It's great that some folks in the community tell me about new stuff via comments on relevant blog posts. So let me thank a fellow named Sean for alerting me to an initiative that he is spearheading to produce an OpenSource NAC solution. Here is his comment:
OpenSource NAC [0]
I've released an OpenSource NAC (see http://freenac.net [2]) that currently uses MAC-Address authentication, but we are adding 802.1x and I've like to moved towards a complete TNC Solution. I find your comments above interesting and disheartening, and if no standard is established it will make it more difficult to make an OpenSource solution that will be accepted in corporate environments I think.I'd appreciate your feedback (and your readers) on our product currently and what we've planned for the future.
Regards, Sean.
Let me fix a few misconceptions that Sean has about the role of standards in what he's trying to do. He's worried that without a standard OpenSource NAC will be more difficult to be accepted into corporate environments. WRONG! Was Snort based on a standard? Or Nessus? Not that I know of.
If OpenSource NAC adds value, people will use it. The technical ones anyway and that is the community you want to appeal to anyway. Of course, it's not going to be as functional as a commercially available product at first, but if the community gels - it could be.
Checking out the site quickly, it looks like the first iteration focuses on assigning devices to specific VLANs based on MAC authentication. Obviously that's pretty limited. OK, very limited. But you need to start somewhere. Once 802.1x is supported, you get some more flexibility in how VLAN assignment is enforced and eases switch integration.

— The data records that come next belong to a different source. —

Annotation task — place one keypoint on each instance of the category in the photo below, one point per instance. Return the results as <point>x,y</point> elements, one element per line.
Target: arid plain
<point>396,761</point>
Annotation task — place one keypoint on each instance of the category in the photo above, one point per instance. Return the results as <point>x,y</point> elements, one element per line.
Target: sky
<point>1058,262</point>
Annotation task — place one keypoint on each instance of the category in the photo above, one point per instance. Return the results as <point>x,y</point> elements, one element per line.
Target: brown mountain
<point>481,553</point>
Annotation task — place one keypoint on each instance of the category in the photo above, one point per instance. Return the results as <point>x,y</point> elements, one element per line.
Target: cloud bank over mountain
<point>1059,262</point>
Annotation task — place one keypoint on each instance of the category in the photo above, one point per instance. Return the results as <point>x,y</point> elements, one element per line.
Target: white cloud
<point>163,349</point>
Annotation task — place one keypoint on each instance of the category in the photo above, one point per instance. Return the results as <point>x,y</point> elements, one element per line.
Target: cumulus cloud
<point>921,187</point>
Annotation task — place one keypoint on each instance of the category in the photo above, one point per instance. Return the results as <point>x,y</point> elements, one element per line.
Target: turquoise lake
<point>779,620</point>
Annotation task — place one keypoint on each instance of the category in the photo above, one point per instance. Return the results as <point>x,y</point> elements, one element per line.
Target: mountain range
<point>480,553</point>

I'm sure Shimel will have something to say about this, given open source is now coming to his back yard. Let's see what the other mouth from the South has to say about this.
I wish you well Sean. I think a legitimate open source NAC alternative would be welcome by folks struggling with trying to figure out one vendor's story vs. another. I can't code (not well anyway), but I can provide some visibility to what you are trying to do.